八月七日……その二……
夏休み……八月七日……。
「お兄ちゃん、行くよー! アクアスプラッシュ!!」
「なんのっ! アクエリアスショット!!」
オールブレイカーこと『不死鳥 壊人』と彼の義理の弟『不死鳥 心悟』はプールで遊んでいた。単に水を掛け合っているだけなのだが、いちいち技名を叫ぶのは超能力者だからなのか……それともそういう性格なのかはよく分からない。
その様子をプールサイドから眺めているのは、赤髪ポニーテールと赤い瞳と小柄な体型が特徴的な女子『田中 泉』と黒髪ロングと黒い瞳が特徴的な真顔女子『梅雨原 霞』である。
「壊人たち、楽しそうだね」
「……そうね」
「……義理の兄弟……には見えないよね。あの仲の良さは」
「……そうね。まるで本当の兄弟ようね」
「……はぁ……あの輪の中に入るのは無理そうだね……」
「そうとは限らないわよ」
「え?」
「田中さん、ここはプールよ。学校のプールではなく、温水プール。ウォータースライダーや流れるプールがあるのだから、そういう機会はいくらでもあるわ」
「……梅雨原さん。……そうだね、チャンスはいくらでもあるよね! よおし! それじゃあ、遊ぶぞー!」
「ふふふ……それでこそ、田中さんよ」
不死鳥くんは、田中さんが野良超能力者だってことを知っても、彼女を破壊しようとはしなかった。
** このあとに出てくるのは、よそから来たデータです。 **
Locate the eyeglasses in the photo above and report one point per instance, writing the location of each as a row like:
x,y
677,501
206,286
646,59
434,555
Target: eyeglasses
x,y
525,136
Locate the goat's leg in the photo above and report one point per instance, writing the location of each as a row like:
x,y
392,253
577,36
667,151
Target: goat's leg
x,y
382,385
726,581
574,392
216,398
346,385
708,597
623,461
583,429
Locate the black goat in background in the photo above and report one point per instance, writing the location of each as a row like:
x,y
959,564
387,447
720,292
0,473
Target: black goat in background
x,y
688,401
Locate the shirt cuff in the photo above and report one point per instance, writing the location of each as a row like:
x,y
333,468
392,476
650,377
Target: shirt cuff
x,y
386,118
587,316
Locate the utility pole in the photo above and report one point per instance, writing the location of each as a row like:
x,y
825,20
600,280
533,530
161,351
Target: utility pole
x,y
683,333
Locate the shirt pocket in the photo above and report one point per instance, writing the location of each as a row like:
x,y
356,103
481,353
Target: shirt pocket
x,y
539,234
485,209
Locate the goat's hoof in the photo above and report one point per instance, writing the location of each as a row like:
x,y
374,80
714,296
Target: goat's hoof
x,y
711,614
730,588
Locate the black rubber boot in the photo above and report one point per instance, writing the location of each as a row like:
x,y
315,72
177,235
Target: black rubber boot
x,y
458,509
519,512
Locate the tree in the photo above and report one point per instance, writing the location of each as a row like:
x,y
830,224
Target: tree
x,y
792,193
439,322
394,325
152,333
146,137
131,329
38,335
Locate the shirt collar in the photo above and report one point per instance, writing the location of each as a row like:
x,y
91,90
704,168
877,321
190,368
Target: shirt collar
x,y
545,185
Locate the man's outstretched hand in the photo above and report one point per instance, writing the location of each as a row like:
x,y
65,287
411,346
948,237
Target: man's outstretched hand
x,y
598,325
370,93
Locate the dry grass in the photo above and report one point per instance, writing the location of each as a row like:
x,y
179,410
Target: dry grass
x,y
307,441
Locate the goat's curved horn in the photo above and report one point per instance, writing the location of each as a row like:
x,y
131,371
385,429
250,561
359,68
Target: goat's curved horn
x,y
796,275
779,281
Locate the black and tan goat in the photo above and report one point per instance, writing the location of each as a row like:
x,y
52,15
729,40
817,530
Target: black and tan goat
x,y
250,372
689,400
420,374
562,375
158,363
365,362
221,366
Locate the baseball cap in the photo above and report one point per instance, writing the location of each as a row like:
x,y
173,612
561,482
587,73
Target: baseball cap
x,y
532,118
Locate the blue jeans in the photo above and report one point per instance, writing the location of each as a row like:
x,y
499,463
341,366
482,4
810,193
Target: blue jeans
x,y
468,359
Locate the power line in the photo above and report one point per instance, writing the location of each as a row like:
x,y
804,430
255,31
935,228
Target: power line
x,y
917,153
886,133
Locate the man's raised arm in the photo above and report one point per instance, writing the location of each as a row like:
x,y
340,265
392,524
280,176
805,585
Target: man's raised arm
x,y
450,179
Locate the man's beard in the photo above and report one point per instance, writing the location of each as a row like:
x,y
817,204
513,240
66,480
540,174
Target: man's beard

ねえ、不死鳥くん。あなたは、彼女のことを大切な友達だからそうしたの?
それとも、彼女とそれ以上の関係だから破壊しなかったの?
今はまだその理由は分からないけど、もし私が彼女と同じ立場だったら、あなたは私をどうしていたでしょうね……。
彼女は心中でそんなことを考えながら、田中さんの後を追った。
「さてと……そろそろ休憩するか」
「えー、まだ遊ぼうよー。お兄ちゃん」
「バーカ。水の中だからって、熱中症にならないとは限らないんだぞ? だから、ちょっと休憩するぞ」
「……はーい」
もう、せっかくお兄ちゃんと一緒にプールに来たのに、お兄ちゃんは僕のこと子ども扱いするし、田中さんと梅雨原さんもいるし……はぁ……なかなかうまくいかないな……。
「おーい、心悟ー。早く来い」
「あっ、はーい!」
彼は壊人と共に、飲み物を買いに行った。
「うーん……二人ともどこに行ったのかなー?」
「しばらく遊んでいたから、どこかで休んでいるのかもしれないわ。もう少し探してみましょう」
「うん、そうだね。ところで、どうして梅雨原さんは、私をプールに誘ったの?」
「それは、どういう意味かしら?」
「いや、その……梅雨原さんも壊人のことが好きなわけでしょ? だからその……」
「敵に塩を送るような真似をする必要はないってこと?」
「そう、それ」
「そうね……。あえて言うなら、そういう気分……だったからよ」
「そういう気分……か」
「ええ、そうよ。さぁ、早く二人を見つけましょう。時間は限られているのだから」
「あっ! ちょっと待ってよ! 梅雨原さーん!」
勘違いしないでね、田中さん……。私はただ、どちらか一方がリードしているのが、嫌いなだけよ。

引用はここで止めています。